Food is a part of our everyday life. Not only do we use it to fuel our body, but we also use it to socialize, make connections, and experience joy and pleasure. Food is also a great way to understand different cultures and traditions. When we stress about food, it can be easy to forget how fun and exciting it really is. Once you acknowledge food as more than a power source, you can start to improve your relationship with it. Below are 3 tips to kick start a better relationship with food.
- Practice Mindful Eating
Mindful eating is simply paying attention to the food you are about to indulge in. Before digging into the delicious meal in front of you, use your senses. First, close your eyes, and invite the smell of your food into your awareness. What do you notice? Next, look at the dish in front of you. What foods do you see? What colors do you observe? Finally, taste your food. Take small bites, and examine the texture of the food on your tongue. What flavors do you taste? Being mindful about the food you put in your mouth will remind you to eat slower with more appreciation. This technique will ultimately improve your gut health, encourage better food choices, and allow you to enjoy your food.
- Eat When You’re Hungry & Stop Eating When You’re Full
Your body regulates food by stimulating natural cues to express when it’s hungry and when it’s full. It’s vital to your health to listen to these natural cues. Too many of us ignore these signals and either end up eating too much (past the point of being full) or not eating enough (going into calorie deficit and not giving our body enough nutrients). Both have dramatic impacts on the body and when done constantly over time can lead to major negative health side effects.
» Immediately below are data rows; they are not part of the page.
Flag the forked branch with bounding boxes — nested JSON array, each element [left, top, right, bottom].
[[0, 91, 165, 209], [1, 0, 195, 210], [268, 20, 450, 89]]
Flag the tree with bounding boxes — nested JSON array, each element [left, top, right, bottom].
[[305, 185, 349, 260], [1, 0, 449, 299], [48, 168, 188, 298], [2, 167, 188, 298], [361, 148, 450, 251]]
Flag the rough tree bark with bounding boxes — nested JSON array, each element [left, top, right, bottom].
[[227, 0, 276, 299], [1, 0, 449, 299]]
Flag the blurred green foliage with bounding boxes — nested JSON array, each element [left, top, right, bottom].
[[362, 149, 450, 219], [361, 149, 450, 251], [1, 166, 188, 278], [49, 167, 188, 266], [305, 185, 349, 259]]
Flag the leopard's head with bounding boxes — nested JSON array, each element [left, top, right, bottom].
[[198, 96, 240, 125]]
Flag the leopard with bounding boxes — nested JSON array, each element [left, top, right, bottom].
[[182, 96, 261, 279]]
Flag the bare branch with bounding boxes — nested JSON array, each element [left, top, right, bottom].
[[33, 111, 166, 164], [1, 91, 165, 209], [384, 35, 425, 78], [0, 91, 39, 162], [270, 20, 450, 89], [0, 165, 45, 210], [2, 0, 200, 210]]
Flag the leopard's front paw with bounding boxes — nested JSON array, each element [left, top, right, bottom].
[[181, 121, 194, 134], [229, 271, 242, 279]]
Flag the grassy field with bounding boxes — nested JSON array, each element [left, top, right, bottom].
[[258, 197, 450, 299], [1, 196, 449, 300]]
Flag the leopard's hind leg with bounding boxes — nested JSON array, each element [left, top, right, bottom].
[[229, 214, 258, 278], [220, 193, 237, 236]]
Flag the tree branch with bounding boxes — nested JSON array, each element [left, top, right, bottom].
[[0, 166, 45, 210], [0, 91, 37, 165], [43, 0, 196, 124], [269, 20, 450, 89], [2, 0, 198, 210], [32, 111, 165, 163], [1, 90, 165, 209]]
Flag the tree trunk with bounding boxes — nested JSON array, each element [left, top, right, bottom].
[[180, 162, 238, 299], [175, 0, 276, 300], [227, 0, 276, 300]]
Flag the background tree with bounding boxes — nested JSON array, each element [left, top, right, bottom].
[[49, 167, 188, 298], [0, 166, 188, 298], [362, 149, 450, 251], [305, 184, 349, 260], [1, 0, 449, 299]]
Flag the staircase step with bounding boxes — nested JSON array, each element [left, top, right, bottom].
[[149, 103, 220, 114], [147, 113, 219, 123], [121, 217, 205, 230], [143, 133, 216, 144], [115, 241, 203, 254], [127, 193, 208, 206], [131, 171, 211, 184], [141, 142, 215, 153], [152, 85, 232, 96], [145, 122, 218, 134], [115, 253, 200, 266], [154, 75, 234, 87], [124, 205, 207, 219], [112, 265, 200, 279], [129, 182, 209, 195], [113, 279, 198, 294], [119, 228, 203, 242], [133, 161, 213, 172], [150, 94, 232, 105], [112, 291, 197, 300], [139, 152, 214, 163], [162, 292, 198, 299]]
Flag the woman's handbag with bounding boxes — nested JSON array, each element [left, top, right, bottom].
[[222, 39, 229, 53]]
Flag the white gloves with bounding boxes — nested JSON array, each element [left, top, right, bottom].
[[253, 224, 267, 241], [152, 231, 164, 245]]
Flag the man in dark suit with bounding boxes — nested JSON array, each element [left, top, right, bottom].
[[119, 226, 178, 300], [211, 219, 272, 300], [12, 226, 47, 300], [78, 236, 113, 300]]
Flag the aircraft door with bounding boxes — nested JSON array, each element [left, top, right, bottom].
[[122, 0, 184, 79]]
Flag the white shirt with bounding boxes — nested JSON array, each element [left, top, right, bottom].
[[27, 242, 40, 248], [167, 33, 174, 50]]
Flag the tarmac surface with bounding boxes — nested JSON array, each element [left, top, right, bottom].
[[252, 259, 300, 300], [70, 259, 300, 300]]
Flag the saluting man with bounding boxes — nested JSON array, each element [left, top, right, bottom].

Practice listening and responding to your body’s natural cues that indicate when you are hungry and when you are full. This simple approach will encourage weight loss, contribute to your overall health, and leave you feeling genuinely satisfied after meals.
- Welcome All Foods In Your Diet
Oftentimes we label food as good (e.g., nutritious or low calorie) or bad (e.g., high in fat, sugar, or sodium). It is true that certain foods have better health properties than others. With that being said, eating a single food that does not contribute to your well-being in this way is not going to substantially affect your long-term health. If anything, eating that “bad” food, then feeling guilty about it, will lead to more stress, which will ultimately lead to physiological distress in your body. When we label food as bad, we put that food on a pedestal and give it control over our lives. The more we shy away from assigning labels to food, the easier it will be to develop visceral food habits.